Through my work, I’ve been in so many situations where jargon creates obstacles to participation. I’ve been guilty myself.
I remember sitting in a room with a group of generous civic leaders a few years ago. All had been successful in business. They wanted to help our community. We were beginning a conversation about ways they could support education. I launched in to some details about early childhood education programs to explain the landscape.
Examining some data I had provided, they were stunned about the costs per child in high-quality early childhood education programs. I kept repeating this inartful, yet commonly used string of terms: “high-quality center-based early childhood education.” They were astonished to see that costs ranged from $7,000-$12,000 per child, per year for the highest quality programs.
“How can this be?” they said.
“What the heck are these programs doing?”
“Just how are they using our tax dollars anyway?”
That’s when I realized it. My audience didn’t know what I was talking about. I had been communicating for about 20 minutes, but not effectively – at all. I was guilty of using jargon to build a fence.
Switching gears, I said, “Guys, this is like preschool.”
“Ahhhh. OK. Preschool. Now I know what you mean,” they said.
Preschool. I could have chosen an easy to understand term. But, no. I went for the technical one. If I had been sitting in a room with nonprofit staff, or school district personnel, they would not have batted an eyelash at my use of the technical term, but to anyone outside of the sector, it really doesn’t mean much.
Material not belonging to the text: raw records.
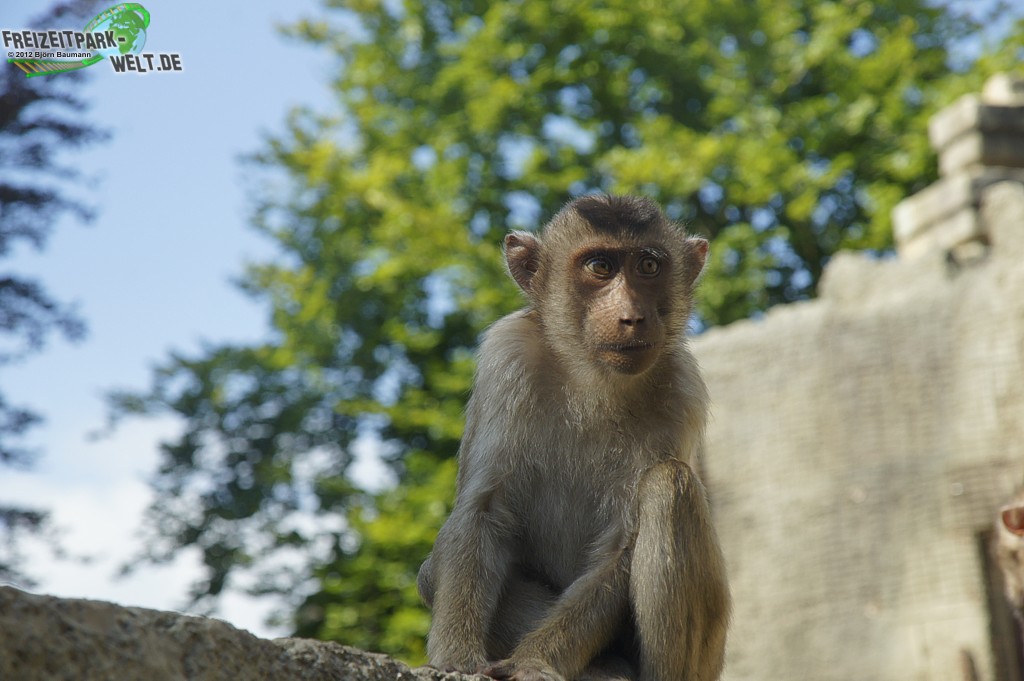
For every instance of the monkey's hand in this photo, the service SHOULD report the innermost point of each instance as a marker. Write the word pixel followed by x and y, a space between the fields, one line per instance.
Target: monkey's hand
pixel 525 671
pixel 465 661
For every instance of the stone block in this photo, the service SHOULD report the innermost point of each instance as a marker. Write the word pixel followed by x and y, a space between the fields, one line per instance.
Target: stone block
pixel 971 114
pixel 983 149
pixel 957 228
pixel 1003 213
pixel 949 195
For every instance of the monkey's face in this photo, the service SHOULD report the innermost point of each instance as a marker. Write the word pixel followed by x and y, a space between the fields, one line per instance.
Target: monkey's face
pixel 624 295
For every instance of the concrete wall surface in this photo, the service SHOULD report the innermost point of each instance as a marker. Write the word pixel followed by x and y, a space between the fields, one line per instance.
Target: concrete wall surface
pixel 860 444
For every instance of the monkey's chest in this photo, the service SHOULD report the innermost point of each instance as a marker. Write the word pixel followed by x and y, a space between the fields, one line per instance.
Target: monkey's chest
pixel 565 525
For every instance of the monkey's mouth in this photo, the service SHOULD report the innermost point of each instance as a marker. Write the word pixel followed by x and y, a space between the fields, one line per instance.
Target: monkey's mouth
pixel 629 346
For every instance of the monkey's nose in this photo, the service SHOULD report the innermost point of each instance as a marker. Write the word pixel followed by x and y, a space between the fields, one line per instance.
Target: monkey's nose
pixel 632 320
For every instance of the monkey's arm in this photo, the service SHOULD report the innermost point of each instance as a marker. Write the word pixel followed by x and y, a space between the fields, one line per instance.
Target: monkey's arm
pixel 582 623
pixel 470 563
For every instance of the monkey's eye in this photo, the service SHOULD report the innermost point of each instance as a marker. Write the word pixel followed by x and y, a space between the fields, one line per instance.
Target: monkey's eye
pixel 599 266
pixel 648 265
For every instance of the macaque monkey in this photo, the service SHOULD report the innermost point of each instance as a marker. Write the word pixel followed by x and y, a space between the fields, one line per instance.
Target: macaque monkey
pixel 1010 552
pixel 581 544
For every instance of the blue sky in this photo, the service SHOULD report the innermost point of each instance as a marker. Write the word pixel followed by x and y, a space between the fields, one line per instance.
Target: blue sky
pixel 152 273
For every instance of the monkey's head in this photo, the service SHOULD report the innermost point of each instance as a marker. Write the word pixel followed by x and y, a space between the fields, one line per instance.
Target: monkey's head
pixel 611 280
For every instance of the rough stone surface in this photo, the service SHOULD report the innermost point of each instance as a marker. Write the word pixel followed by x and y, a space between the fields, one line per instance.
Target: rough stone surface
pixel 980 141
pixel 984 149
pixel 51 639
pixel 972 113
pixel 859 445
pixel 914 215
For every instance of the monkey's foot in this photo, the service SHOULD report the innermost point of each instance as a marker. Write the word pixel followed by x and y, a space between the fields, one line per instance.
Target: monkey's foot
pixel 509 669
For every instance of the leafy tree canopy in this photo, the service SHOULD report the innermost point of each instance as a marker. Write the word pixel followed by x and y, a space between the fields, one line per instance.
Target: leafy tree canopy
pixel 783 130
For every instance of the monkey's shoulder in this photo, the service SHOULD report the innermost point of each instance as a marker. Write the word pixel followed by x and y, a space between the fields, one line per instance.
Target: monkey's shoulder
pixel 510 348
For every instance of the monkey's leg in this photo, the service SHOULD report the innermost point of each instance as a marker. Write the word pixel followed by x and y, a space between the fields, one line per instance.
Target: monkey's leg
pixel 425 582
pixel 469 565
pixel 579 626
pixel 523 605
pixel 678 588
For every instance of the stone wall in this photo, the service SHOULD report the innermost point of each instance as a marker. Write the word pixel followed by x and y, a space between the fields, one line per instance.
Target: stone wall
pixel 862 441
pixel 53 639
In my case, it really obscured the extent of services we were talking about: the full-day education, care and development of young children, often in poverty, delivered by credentialed teachers and in settings with low student-teacher ratios.
This group of individuals I was with were deeply engaged in their community. They gave to many organizations. They were politically active. They just did not know much about this particular domain. They didn’t understand the types of organizations in the mix. They didn’t understand the types of interventions out there. They didn’t understand how they were funded. Who can blame them? There just really isn’t a place to go in the community to help you piece together an understanding of all these components.
The names we use to describe things create huge obstacles for those who try to figure it out on their own.
In my community, we have a great organization called St. Paul’s Community Center. The only trouble is, it’s not what you think of when you think of a community center – a neighborhood resource center where you might turn for summer camp for your kids or knitting classes. It’s a homeless shelter that specializes in serving those with severe and persistent mental illness. It can be hard for newcomers to the civic conversation to figure out who does what.
This issue matters a great deal for democracy. Every year, decisions are made at the local, state and federal levels of government, which impact the availability of funds for programs like these. How many people in the electorate know they exist and understand them well enough to effectively engage with their legislators?
Civic understanding is largely an afterthought for modern democratic institutions. A free press was thought by our Founding Fathers as key to an informed electorate. But the complexity of our civic ecosystem has outgrown the ability for our shrinking local news outlets to monitor, explain and interpret relevant systems and their gyrations. Those involved in the delivery of programs and services are often too busy delivering programs and services to focus on this challenge.
But we must. If we want our democracy to thrive, it’s time we reorient our civic and democratic institutions so that they can effectively generate shared understanding around our public goods. We need to simplify our lexicon. We need to break down the taxonomy. We’ll need to embed the best learnings from the field of communications, marketing and adult learning into democratic practice. We need to make it interesting, attractive and, dare I say, fun.
Or, we just need to listen to Steve: “Simplify the communication!”